功能：move and/or cast the parameters and buffers，转换模型中的参数和缓存
注意事项：实行的是 inplace 操作
使用：

# 转换数据类型
linear = nn.Linear(2, 2)
print(linear.weight)

linear.to(torch.double)
print(linear.weight)

# 迁移至 GPU
gpu1 = torch.device("cuda:1")
linear.to(gpu1)
print(linear.weight)

将 torch.device() 与 to() 函数联合使用：

device = torch.device("cuda" if torch.cuda.is_available() else "cpu")
model.to(device)
inputs, labels = inputs.to(device), labels.to(device)

通常，会采用 torch.cuda.is_available() 函数来自适应当前设备，若没有 GPU 可用，自动设置 device 为 CPU，不会影响代码的运行。

tensor

import torch
from torch import nn

tensor = torch.rand((100, 100))

tensor on gpu

if torch.cuda.is_available():
    tensor_gpu = tensor.to("cuda:0")  
    # or tensor_gpu = tensor.cuda()

    print(tensor_gpu.device)
    print(tensor_gpu.is_cuda)

device(type='gpu')
True

tensor on cpu

tensor_cpu = tensor_gpu.to("cpu")  
# or tensor_cpu = tensor_gpu.cpu()

print(tensor_cpu.device)
print(tensor_cpu.is_cuda)

device(type='cpu')
False

将模型中的全部张量移动到 GPU 上

import tensor
from torch import nn

# 模型
net = nn.linear(2, 1)
print(next(net.parameters()).device)
print(next(net.parameters()).is_cuda)

# 移动模型到 GPU 上
# 注意: 无需重新赋值为 net= = net.to("cuda:0")
if torch.cuda.is_available():
    net.to("cuda:0")
    print(next(net.parameters()).device)
    print(next(net.parameters()).is_cuda)

创建支持多个 GPU 数据并行的模型

import tensor
from torch import nn

# 模型
linear = nn.Linear(2, 1)
print(next(linear.parameters()).device)
print(next(linear.parameters()).is_cuda)

# 包装模型为并行风格
if torch.cuda.device_count() > 1:
    model = nn.DataParallel(linear)
    print(model.device_ids)
    print(next(model.module.parameters()).device)

    # 保存参数时要指定保存 model.module 的参数
    torch.save(
        model.module.state_dict(), 
        "model_parameter.pt"
    )

    # 加载模型
    linear = nn.Linear(2, 1)
    linear.load_state_dict(torch.load("model_parameter.pt"))

PyTorch GPU 模型训练方式

GPU 训练模型

PyTorch 中使用 GPU 加速模型非常简单，只要将模型和数据移动到 GPU 上，核心代码只有几行：

import torch
print(f"torch.__version__ = {torch.__version__}")

设备：

device = torch.device(
    "cuda:0" if torch.cuda.is_available() 
    else "cpu"
)
print(f"Using {device} device")

定义模型：

class Net(torch.nn.Module):

    def __init__(self):
        super(Net, self).__init__()
    
    def forward(self, x):
        output = x
        return output

model = Net()

移动模型到 CUDA：

model.to(device)

训练模型：

model.fit()

移动数据到 CUDA：

features = features.to(device)
labels = labels.to(device)
# labels = labels.cuda() if torch.cuda.is_available() else labels

多 GPU 训练模型

PyTorch 默认使用单个 GPU 执行运算

如果要使用多个 GPU 训练模型，只需要将模型设置为数据并行风格模型。

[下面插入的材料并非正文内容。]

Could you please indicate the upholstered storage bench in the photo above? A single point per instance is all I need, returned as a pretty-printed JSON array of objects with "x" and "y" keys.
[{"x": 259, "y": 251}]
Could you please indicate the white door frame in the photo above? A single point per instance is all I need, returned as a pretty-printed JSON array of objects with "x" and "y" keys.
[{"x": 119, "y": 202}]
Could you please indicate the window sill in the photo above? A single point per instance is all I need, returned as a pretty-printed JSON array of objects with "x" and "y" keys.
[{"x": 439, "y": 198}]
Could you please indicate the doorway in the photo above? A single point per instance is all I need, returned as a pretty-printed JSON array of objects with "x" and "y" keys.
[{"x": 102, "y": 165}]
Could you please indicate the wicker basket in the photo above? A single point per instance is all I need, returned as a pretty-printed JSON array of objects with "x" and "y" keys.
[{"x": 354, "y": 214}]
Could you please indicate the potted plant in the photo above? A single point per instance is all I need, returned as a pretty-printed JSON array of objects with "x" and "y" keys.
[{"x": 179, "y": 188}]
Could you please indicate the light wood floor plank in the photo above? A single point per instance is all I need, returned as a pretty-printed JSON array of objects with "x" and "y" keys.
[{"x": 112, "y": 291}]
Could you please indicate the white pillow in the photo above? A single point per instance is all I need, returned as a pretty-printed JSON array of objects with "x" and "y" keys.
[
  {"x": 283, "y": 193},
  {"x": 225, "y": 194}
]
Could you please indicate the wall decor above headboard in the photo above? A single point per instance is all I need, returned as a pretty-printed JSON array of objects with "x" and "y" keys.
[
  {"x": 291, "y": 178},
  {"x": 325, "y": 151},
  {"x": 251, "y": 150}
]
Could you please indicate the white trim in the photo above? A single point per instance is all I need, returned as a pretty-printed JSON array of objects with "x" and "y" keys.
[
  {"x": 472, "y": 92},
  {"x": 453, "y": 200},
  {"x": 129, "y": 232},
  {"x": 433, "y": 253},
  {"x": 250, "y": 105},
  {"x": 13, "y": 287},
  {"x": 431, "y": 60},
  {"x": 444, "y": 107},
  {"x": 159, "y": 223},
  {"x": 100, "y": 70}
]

模型移动到 GPU 上之后，会在每一个 GPU 上拷贝一个副本，并把数据平分到各个 GPU 上进行训练。

import torch
print(f"torch.__version__ = {torch.__version__}")

设备：

device = torch.device(
    "cuda:0" if torch.cuda.is_available() 
    else "cpu"
)
print(f"Using {device} device")

定义模型：

class Net(torch.nn.Module):

    def __init__(self):
        super(Net, self).__init__()
    
    def forward(self, x):
        output = x
        return output

model = Net()

包装模型为并行风格、移动模型到 CUDA：

if torch.cuda.device_count() > 1:
    print("Let's use", torch.cuda.device_count(), "GPUs!")
    model = torch.nn.DataParallel(model)
    model.to(device)

训练模型：

model.fit()

移动数据到 CUDA：

features = features.to(device)
labels = labels.to(device)
# labels = labels.cuda() if torch.cuda.is_available() else labels

PyTorch GPU 使用示例

矩阵乘法示例

分别使用 CPU 和 GPU 做矩阵乘法，并比较其计算效率

使用 CPU

import time
import torch
from torch import nn

a = torch.rand((10000, 200))
b = torch.rand((200, 10000))

tic = time.time()
c = torch.matmul(a, b)
toc = time.time()

print(toc - tic)
print(a.device)
print(b.device)

使用 GPU

import time
import torch
from torch import nn

# 设备
device = torch.device(
    "cuda:0" if torch.cuda.is_available() 
    else "cpu"
)
print(f"Using {device} device")

a = torch.rand((10000, 200), device = device)
b = torch.rand((200, 10000))
b = b.to(device)  
# or b = b.cuda() if torch.cuda.is_available() else b

tic = time.time()
c = torch.matmul(a, b)
toc = time.time()

print(toc - tic)
print(a.device)
print(b.device)

线性回归示例

使用 CPU 和 GPU 训练一个线性回归模型的效率

使用 CPU

import torch
from torch import nn

数据：

n = 1000000  # 样本数量
X = 10 * torch.rand([n, 2]) - 5
w0 = torch.tensor([2.0, -3.0])
b0 = torch.tensor([10.0])
Y = X@w0.t() + b0 + torch.normal(0.0, 2.0, size = [n, 1])

定义模型：

class LinearRegression(nn.Module):

    def __init__(self):
        super().__init__()
        self.w = nn.Parameter(torch.randn_like(w0))
        self.b = nn.Parameter(torch.zeros_like(b0))
    
    def forward(self, x):
        return x@self.w.t() + self.b
    
linear = LinearRegression()

训练模型：

optimizer = torch.optim.Adam(linear.parameters(), lr = 0.1)
loss_fn = nn.MSELoss()

def train(epoches):
    tic = time.time()
    for epoch in range(epoches):
        optimizer.zero_grad()
        # 正向传播
        Y_pred = linear(X)
        # 损失函数
        loss = loss_fn(Y_pred, Y)
        # 反向传播
        loss.backward()
        # 更新权重参数
        optimizer.step()
        if epoch % 50 == 0:
            print(f"epoch: {epoch}, loss: {loss.item()}")
    toc = time.time()
    print(f"time used: {toc - tic}")

train(500)

使用 GPU

import torch
from torch import nn

设备：

device = torch.device(
    "cuda:0" if torch.cuda.is_available() 
    else "cpu"
)
print(f"Using {device} device")

数据：

n = 1000000  # 样本数量
X = 10 * torch.rand([n, 2]) - 5
w0 = torch.tensor([2.0, -3.0])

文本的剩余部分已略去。